I'll mention one other work of his that suggests his innovativeness and gifts and is worth reading, though I did not like the book was much, despite its evident skill and haunting elements. I am talking about the 1997 text Dora Bruder (translated by Joanna Kilmartin, University of California Press, 1999), which could either be a novel or a work of memoiristic nonfiction. In it, Modiano explores the disappearance of a girl, Dora Bruder, who was nearly his father's contemporary, during the period of the Occupation. Dora Bruder, a young Jewish girl, Modiano learned by reading a 1941 Parisian paper, had run away from a convent school, but whereas this would mainly provoke parental concern and censure under normal circumstances, under Gestapo rule, the stakes rose incalculably. Her parents, frantically searched for her, placing the notice that Modiano discovers, and from this he begins to assemble a mystery backwards--much as in Missing Person--with elements of fictional narration, as well as nonfictional speculation and meditation woven together uneasily. What we come to grasp is not only Modiano's own troubled youth after the war, but the perilous path, parallel to Dora Bruder's Modiano's father, like all French citizens of Jewish faith and ancestry, found himself on. Utterly saddening is the moment when Modiano finds Bruder's name on a 1942 list of people deported to Auschwitz. Had his own father suffered the same fate, he and we realize, there'd have been on Patrick Modiano.

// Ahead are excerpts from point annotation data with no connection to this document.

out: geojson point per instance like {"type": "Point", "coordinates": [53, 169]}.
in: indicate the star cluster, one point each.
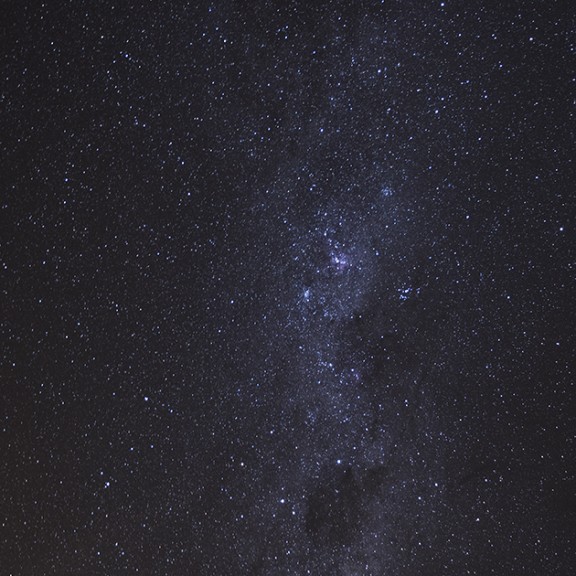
{"type": "Point", "coordinates": [287, 288]}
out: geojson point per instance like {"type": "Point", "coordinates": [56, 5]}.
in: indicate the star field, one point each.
{"type": "Point", "coordinates": [287, 288]}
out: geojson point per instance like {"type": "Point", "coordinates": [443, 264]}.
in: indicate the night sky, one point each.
{"type": "Point", "coordinates": [287, 288]}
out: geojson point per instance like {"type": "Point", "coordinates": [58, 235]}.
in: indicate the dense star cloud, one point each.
{"type": "Point", "coordinates": [287, 288]}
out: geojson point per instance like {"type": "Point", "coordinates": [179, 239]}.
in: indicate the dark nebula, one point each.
{"type": "Point", "coordinates": [287, 288]}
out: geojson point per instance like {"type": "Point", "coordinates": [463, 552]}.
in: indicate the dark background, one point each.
{"type": "Point", "coordinates": [287, 288]}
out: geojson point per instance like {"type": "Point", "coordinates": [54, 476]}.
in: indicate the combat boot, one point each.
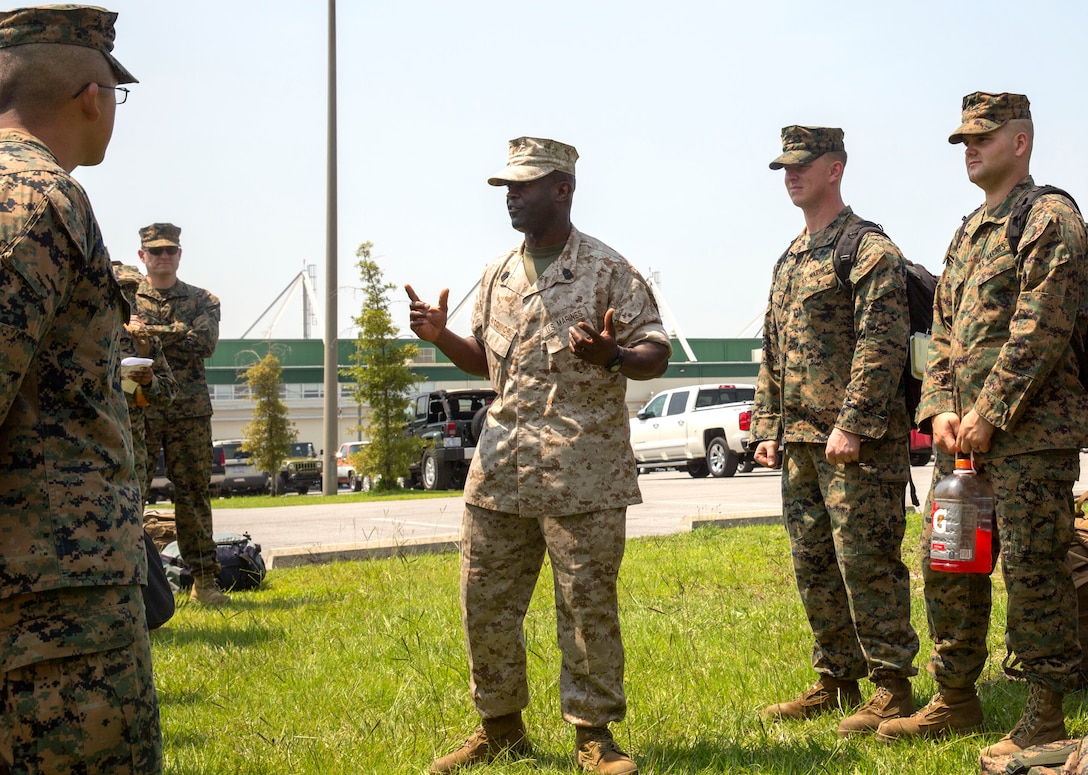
{"type": "Point", "coordinates": [490, 740]}
{"type": "Point", "coordinates": [892, 699]}
{"type": "Point", "coordinates": [826, 694]}
{"type": "Point", "coordinates": [1043, 721]}
{"type": "Point", "coordinates": [950, 711]}
{"type": "Point", "coordinates": [206, 592]}
{"type": "Point", "coordinates": [597, 752]}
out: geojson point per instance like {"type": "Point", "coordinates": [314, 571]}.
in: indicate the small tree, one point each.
{"type": "Point", "coordinates": [268, 438]}
{"type": "Point", "coordinates": [382, 379]}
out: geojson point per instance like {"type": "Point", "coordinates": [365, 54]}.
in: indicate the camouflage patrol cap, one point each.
{"type": "Point", "coordinates": [530, 158]}
{"type": "Point", "coordinates": [804, 144]}
{"type": "Point", "coordinates": [160, 235]}
{"type": "Point", "coordinates": [985, 112]}
{"type": "Point", "coordinates": [72, 25]}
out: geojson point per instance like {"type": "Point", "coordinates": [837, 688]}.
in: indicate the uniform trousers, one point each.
{"type": "Point", "coordinates": [502, 555]}
{"type": "Point", "coordinates": [77, 693]}
{"type": "Point", "coordinates": [845, 525]}
{"type": "Point", "coordinates": [186, 445]}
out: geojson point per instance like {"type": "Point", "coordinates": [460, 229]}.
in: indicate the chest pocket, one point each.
{"type": "Point", "coordinates": [498, 339]}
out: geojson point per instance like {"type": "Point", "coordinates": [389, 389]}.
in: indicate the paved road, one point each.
{"type": "Point", "coordinates": [670, 501]}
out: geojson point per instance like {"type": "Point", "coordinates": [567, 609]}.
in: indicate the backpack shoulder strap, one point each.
{"type": "Point", "coordinates": [845, 249]}
{"type": "Point", "coordinates": [1017, 217]}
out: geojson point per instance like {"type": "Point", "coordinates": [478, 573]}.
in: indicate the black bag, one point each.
{"type": "Point", "coordinates": [158, 594]}
{"type": "Point", "coordinates": [240, 563]}
{"type": "Point", "coordinates": [239, 558]}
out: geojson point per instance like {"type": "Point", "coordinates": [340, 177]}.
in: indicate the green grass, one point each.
{"type": "Point", "coordinates": [360, 667]}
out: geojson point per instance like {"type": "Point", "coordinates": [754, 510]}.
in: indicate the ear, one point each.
{"type": "Point", "coordinates": [88, 102]}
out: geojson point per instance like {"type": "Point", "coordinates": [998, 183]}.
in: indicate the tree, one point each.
{"type": "Point", "coordinates": [383, 379]}
{"type": "Point", "coordinates": [268, 438]}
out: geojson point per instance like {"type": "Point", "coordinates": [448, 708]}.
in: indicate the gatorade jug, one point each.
{"type": "Point", "coordinates": [962, 541]}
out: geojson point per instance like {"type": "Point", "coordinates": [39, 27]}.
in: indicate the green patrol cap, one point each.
{"type": "Point", "coordinates": [530, 158]}
{"type": "Point", "coordinates": [160, 235]}
{"type": "Point", "coordinates": [70, 25]}
{"type": "Point", "coordinates": [985, 112]}
{"type": "Point", "coordinates": [804, 144]}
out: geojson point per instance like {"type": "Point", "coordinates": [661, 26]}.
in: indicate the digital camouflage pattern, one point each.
{"type": "Point", "coordinates": [845, 526]}
{"type": "Point", "coordinates": [73, 556]}
{"type": "Point", "coordinates": [1002, 328]}
{"type": "Point", "coordinates": [804, 144]}
{"type": "Point", "coordinates": [136, 343]}
{"type": "Point", "coordinates": [557, 439]}
{"type": "Point", "coordinates": [832, 358]}
{"type": "Point", "coordinates": [186, 319]}
{"type": "Point", "coordinates": [68, 24]}
{"type": "Point", "coordinates": [531, 158]}
{"type": "Point", "coordinates": [1034, 514]}
{"type": "Point", "coordinates": [984, 112]}
{"type": "Point", "coordinates": [86, 703]}
{"type": "Point", "coordinates": [501, 561]}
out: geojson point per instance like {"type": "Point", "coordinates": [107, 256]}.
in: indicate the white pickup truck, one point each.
{"type": "Point", "coordinates": [704, 429]}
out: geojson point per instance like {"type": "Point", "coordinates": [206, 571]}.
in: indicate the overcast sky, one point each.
{"type": "Point", "coordinates": [676, 109]}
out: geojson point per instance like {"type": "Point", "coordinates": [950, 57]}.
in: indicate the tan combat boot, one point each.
{"type": "Point", "coordinates": [490, 740]}
{"type": "Point", "coordinates": [826, 694]}
{"type": "Point", "coordinates": [597, 752]}
{"type": "Point", "coordinates": [950, 711]}
{"type": "Point", "coordinates": [891, 700]}
{"type": "Point", "coordinates": [1043, 721]}
{"type": "Point", "coordinates": [206, 592]}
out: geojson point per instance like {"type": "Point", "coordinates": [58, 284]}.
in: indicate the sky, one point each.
{"type": "Point", "coordinates": [676, 109]}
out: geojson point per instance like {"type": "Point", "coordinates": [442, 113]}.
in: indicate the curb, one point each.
{"type": "Point", "coordinates": [295, 556]}
{"type": "Point", "coordinates": [739, 519]}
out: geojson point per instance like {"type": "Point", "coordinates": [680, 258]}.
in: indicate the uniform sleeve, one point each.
{"type": "Point", "coordinates": [637, 317]}
{"type": "Point", "coordinates": [163, 385]}
{"type": "Point", "coordinates": [937, 395]}
{"type": "Point", "coordinates": [1052, 278]}
{"type": "Point", "coordinates": [767, 414]}
{"type": "Point", "coordinates": [199, 337]}
{"type": "Point", "coordinates": [881, 326]}
{"type": "Point", "coordinates": [35, 278]}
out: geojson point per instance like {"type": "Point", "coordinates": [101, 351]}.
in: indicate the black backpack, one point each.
{"type": "Point", "coordinates": [239, 558]}
{"type": "Point", "coordinates": [920, 286]}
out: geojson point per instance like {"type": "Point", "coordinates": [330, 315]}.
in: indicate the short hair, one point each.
{"type": "Point", "coordinates": [44, 76]}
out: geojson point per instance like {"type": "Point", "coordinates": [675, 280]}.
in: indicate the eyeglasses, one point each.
{"type": "Point", "coordinates": [120, 91]}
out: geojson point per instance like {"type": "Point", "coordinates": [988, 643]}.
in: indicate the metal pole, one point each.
{"type": "Point", "coordinates": [332, 378]}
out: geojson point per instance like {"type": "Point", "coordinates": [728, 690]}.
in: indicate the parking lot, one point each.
{"type": "Point", "coordinates": [670, 500]}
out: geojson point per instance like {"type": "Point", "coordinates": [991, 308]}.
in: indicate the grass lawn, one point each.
{"type": "Point", "coordinates": [360, 667]}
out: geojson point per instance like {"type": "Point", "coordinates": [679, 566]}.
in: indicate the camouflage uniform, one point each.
{"type": "Point", "coordinates": [1002, 328]}
{"type": "Point", "coordinates": [77, 691]}
{"type": "Point", "coordinates": [186, 319]}
{"type": "Point", "coordinates": [835, 359]}
{"type": "Point", "coordinates": [555, 450]}
{"type": "Point", "coordinates": [159, 393]}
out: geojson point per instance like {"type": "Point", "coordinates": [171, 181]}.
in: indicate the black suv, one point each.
{"type": "Point", "coordinates": [448, 421]}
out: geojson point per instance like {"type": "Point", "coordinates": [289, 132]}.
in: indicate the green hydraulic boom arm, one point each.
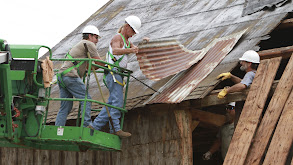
{"type": "Point", "coordinates": [24, 104]}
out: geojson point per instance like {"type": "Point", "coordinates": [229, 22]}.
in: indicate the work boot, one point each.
{"type": "Point", "coordinates": [123, 134]}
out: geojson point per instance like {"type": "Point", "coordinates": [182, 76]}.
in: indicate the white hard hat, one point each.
{"type": "Point", "coordinates": [232, 104]}
{"type": "Point", "coordinates": [91, 29]}
{"type": "Point", "coordinates": [250, 56]}
{"type": "Point", "coordinates": [134, 22]}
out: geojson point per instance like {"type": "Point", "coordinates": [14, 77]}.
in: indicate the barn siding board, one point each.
{"type": "Point", "coordinates": [283, 136]}
{"type": "Point", "coordinates": [252, 111]}
{"type": "Point", "coordinates": [271, 117]}
{"type": "Point", "coordinates": [184, 120]}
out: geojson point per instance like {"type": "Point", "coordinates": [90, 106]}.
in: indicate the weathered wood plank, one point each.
{"type": "Point", "coordinates": [194, 124]}
{"type": "Point", "coordinates": [252, 111]}
{"type": "Point", "coordinates": [283, 136]}
{"type": "Point", "coordinates": [208, 117]}
{"type": "Point", "coordinates": [271, 116]}
{"type": "Point", "coordinates": [184, 120]}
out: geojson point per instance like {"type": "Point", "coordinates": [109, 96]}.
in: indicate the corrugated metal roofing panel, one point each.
{"type": "Point", "coordinates": [185, 82]}
{"type": "Point", "coordinates": [252, 6]}
{"type": "Point", "coordinates": [194, 23]}
{"type": "Point", "coordinates": [160, 59]}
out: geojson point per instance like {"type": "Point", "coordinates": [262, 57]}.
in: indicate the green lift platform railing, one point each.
{"type": "Point", "coordinates": [24, 104]}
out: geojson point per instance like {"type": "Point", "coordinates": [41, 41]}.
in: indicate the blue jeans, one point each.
{"type": "Point", "coordinates": [74, 87]}
{"type": "Point", "coordinates": [115, 99]}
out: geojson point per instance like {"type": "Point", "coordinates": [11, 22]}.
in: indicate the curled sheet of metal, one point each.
{"type": "Point", "coordinates": [252, 6]}
{"type": "Point", "coordinates": [162, 58]}
{"type": "Point", "coordinates": [185, 82]}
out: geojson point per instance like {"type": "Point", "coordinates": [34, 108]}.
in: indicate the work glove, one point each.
{"type": "Point", "coordinates": [207, 156]}
{"type": "Point", "coordinates": [223, 93]}
{"type": "Point", "coordinates": [224, 76]}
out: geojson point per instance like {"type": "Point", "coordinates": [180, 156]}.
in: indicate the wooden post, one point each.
{"type": "Point", "coordinates": [184, 120]}
{"type": "Point", "coordinates": [194, 124]}
{"type": "Point", "coordinates": [271, 116]}
{"type": "Point", "coordinates": [283, 136]}
{"type": "Point", "coordinates": [252, 111]}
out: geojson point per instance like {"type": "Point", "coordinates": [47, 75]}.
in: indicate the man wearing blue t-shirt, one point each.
{"type": "Point", "coordinates": [249, 62]}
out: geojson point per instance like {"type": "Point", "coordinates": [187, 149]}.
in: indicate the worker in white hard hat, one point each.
{"type": "Point", "coordinates": [224, 135]}
{"type": "Point", "coordinates": [119, 49]}
{"type": "Point", "coordinates": [71, 72]}
{"type": "Point", "coordinates": [249, 63]}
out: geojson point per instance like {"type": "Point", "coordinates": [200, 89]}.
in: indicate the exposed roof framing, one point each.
{"type": "Point", "coordinates": [195, 24]}
{"type": "Point", "coordinates": [250, 139]}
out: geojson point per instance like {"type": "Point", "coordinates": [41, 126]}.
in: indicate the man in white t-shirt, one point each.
{"type": "Point", "coordinates": [249, 63]}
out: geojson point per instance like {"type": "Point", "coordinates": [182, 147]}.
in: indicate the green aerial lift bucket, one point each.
{"type": "Point", "coordinates": [24, 106]}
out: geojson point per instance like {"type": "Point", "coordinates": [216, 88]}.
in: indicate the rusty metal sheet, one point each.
{"type": "Point", "coordinates": [252, 6]}
{"type": "Point", "coordinates": [162, 58]}
{"type": "Point", "coordinates": [185, 82]}
{"type": "Point", "coordinates": [193, 23]}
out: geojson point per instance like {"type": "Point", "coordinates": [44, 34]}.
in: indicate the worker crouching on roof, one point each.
{"type": "Point", "coordinates": [119, 48]}
{"type": "Point", "coordinates": [71, 72]}
{"type": "Point", "coordinates": [249, 63]}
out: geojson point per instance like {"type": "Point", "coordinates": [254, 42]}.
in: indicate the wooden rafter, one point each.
{"type": "Point", "coordinates": [271, 117]}
{"type": "Point", "coordinates": [252, 111]}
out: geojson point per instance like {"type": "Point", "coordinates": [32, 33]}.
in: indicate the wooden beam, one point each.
{"type": "Point", "coordinates": [252, 111]}
{"type": "Point", "coordinates": [283, 136]}
{"type": "Point", "coordinates": [271, 117]}
{"type": "Point", "coordinates": [183, 120]}
{"type": "Point", "coordinates": [208, 117]}
{"type": "Point", "coordinates": [194, 124]}
{"type": "Point", "coordinates": [284, 52]}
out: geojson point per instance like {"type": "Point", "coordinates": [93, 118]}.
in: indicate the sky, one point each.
{"type": "Point", "coordinates": [40, 22]}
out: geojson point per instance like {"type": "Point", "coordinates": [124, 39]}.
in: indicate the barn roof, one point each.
{"type": "Point", "coordinates": [194, 24]}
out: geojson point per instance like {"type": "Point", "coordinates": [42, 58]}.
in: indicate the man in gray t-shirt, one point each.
{"type": "Point", "coordinates": [249, 62]}
{"type": "Point", "coordinates": [70, 74]}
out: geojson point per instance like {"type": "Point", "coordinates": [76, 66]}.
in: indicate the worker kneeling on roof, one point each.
{"type": "Point", "coordinates": [119, 48]}
{"type": "Point", "coordinates": [249, 63]}
{"type": "Point", "coordinates": [71, 72]}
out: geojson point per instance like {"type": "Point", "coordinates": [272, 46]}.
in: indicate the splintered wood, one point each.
{"type": "Point", "coordinates": [252, 111]}
{"type": "Point", "coordinates": [253, 132]}
{"type": "Point", "coordinates": [271, 116]}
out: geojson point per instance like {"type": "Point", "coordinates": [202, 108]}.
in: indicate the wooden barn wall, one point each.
{"type": "Point", "coordinates": [159, 136]}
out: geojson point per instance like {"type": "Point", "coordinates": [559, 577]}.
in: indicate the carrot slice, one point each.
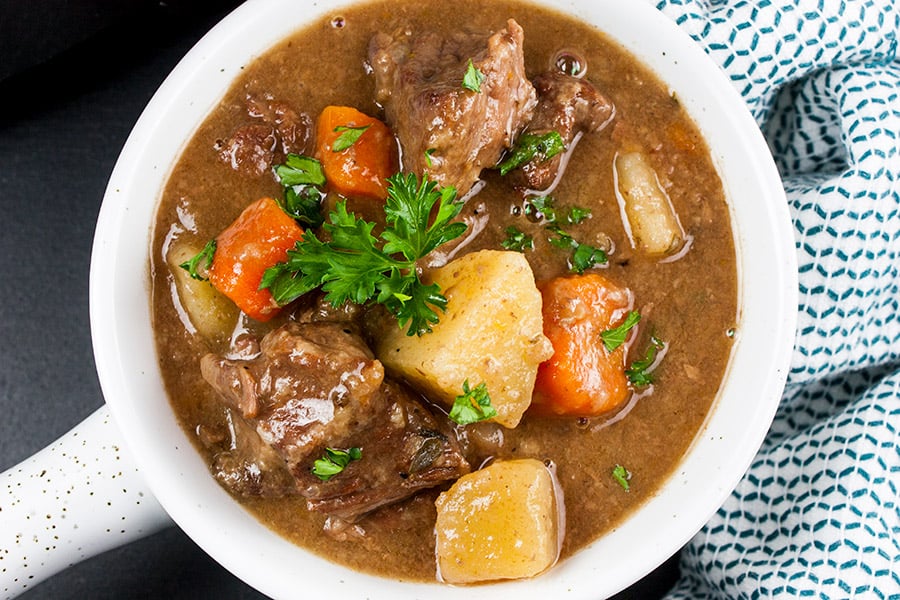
{"type": "Point", "coordinates": [258, 239]}
{"type": "Point", "coordinates": [582, 378]}
{"type": "Point", "coordinates": [356, 167]}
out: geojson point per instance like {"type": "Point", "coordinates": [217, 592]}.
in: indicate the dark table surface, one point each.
{"type": "Point", "coordinates": [74, 77]}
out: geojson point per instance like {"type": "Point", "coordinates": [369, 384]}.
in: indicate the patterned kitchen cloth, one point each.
{"type": "Point", "coordinates": [818, 514]}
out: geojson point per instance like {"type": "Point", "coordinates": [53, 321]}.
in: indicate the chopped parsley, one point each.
{"type": "Point", "coordinates": [300, 170]}
{"type": "Point", "coordinates": [517, 240]}
{"type": "Point", "coordinates": [640, 372]}
{"type": "Point", "coordinates": [615, 337]}
{"type": "Point", "coordinates": [622, 475]}
{"type": "Point", "coordinates": [584, 256]}
{"type": "Point", "coordinates": [349, 136]}
{"type": "Point", "coordinates": [303, 179]}
{"type": "Point", "coordinates": [304, 204]}
{"type": "Point", "coordinates": [473, 405]}
{"type": "Point", "coordinates": [473, 78]}
{"type": "Point", "coordinates": [354, 265]}
{"type": "Point", "coordinates": [334, 461]}
{"type": "Point", "coordinates": [530, 146]}
{"type": "Point", "coordinates": [200, 264]}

So, on the whole, I recommend his work, and while I do think there were more deserving French (Michel Tournier, Yves Bonnefoy, etc.) and Francophone (Assia Djebar, Maryse Condé, Leïla Sebbar, Frankétienne, Edouard Maunick, etc.) writers, as well as other writers who might have been considered, like the pioneering figure Ngugi wa Thiong’o, or perennial favorite Haruki Murakami, or writers whom I mention every year who seem never to receive enough consideration (Jay Wright, Wilson Harris, etc.), Modiano is not a bad choice. Prolific, distinctive, and capable of doing a great deal with very little. That's not a bad epigraph.